Dia pun mulai menyukai seseorang di circle pertemanan mereka. Hanya saja diri nya cukup tau diri, selama ini image buruk melekat pada nya sebagai wanita yang "nakal". Dia sadari itu, penampilan nya yang kerap mengundang tatapan genit para pria memang sudah tak terelakkan lagi.


"Masa sih! kaya tidak yakin ini.." ucap Yodra sok acuh padahal hati nya bersorak senang.


"Terserah! jika salah satu dari kalian terlalu lama memendam dan datang pesaing baru. Jangan salah kan siapa-siapa, paham!" Ujar Lisa mengingat kan.

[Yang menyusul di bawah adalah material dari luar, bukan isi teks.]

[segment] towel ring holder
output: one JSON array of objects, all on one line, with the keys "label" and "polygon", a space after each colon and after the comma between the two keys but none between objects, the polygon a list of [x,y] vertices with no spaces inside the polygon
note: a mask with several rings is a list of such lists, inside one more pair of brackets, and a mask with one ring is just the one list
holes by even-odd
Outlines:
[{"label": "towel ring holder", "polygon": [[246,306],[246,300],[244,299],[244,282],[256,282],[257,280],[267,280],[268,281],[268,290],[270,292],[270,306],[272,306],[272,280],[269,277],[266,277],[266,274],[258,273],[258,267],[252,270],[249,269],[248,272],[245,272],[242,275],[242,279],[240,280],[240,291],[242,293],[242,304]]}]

"Kak Lisa benar kak. Kalau di pendam terlalu lama perasaan pun bisa basi. Ya tidak kak?" timpal Ana meminta persetujuan sang kakak. Keduanya tersenyum laknat melihat kecemasan di wajah Yodra.

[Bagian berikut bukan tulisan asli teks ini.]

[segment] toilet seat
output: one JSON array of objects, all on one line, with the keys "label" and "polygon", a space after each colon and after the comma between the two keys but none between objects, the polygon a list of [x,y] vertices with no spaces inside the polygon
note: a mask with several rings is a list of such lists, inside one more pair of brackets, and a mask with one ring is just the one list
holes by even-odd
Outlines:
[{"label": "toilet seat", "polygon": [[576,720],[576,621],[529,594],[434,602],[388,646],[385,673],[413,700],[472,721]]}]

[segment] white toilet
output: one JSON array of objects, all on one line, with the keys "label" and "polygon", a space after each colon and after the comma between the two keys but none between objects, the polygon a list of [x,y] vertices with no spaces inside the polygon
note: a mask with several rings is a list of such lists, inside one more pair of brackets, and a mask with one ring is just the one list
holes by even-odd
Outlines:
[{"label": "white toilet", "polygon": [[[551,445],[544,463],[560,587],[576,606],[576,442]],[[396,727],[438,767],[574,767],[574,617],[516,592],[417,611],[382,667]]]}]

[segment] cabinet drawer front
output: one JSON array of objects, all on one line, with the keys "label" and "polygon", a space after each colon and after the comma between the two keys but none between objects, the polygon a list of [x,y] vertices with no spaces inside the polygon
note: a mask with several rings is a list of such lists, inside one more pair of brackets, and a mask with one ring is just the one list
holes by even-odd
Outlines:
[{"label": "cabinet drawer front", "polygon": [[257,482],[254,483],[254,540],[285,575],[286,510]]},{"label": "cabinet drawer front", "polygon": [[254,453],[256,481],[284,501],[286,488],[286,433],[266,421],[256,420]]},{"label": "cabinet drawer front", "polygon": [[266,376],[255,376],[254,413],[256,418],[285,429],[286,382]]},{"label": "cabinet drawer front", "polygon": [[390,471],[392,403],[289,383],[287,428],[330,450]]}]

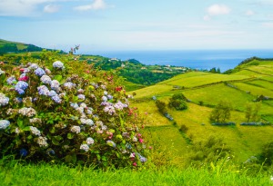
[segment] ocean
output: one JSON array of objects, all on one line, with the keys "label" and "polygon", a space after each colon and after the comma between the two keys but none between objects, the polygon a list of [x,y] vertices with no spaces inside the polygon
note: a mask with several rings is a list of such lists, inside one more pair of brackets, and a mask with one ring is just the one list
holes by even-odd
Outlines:
[{"label": "ocean", "polygon": [[121,60],[136,59],[144,64],[186,66],[221,72],[232,69],[247,58],[273,58],[273,50],[183,50],[96,52],[97,55]]}]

"Aishhh! kalian jahat..." ujar Yodra panik sendiri. Lalu memeluk bahu Ana menutup raut malu di wajah nya. Terlihat jelas jika dirinya sangat menyukai Vino.


...ΩΩΩΩΩΩΩΩΩΩΩΩΩΩΩΩ...


Sidharta bergeming di meja kerja nya. Sebuah fakta membuat nya hampir terserang stroke mendadak. Ana dan Lukas adalah anak kandung nya. Tangannya masih bergetar memegang kertas hasil tes DNA kedua nya.


"Kenapa aku bisa sebodoh ini, harus nya aku mencari kebenaran tentang kecelakaan itu tanpa mengikuti kesimpulan penyidik begitu saja. 15 tahun aku membesar kan ular di dalam rumah mewah ku, lalu putri ku sendiri hidup belasan tahun dalam kekurangan yang menyakitkan." Sidharta mengusap wajah nya kasar, air mata nya tak berhenti mengalir memikirkan kedua anak nya yang pasti akan sangat membencinya setelah ini.


"Maaf kan papa nak, papa bodoh. Begitu saja percaya pada perkataan orang lain tanpa menyelidiki realita yang ada." Sidharta tergugu sambil meremas kuat dada nya yang terasa sangat sesak.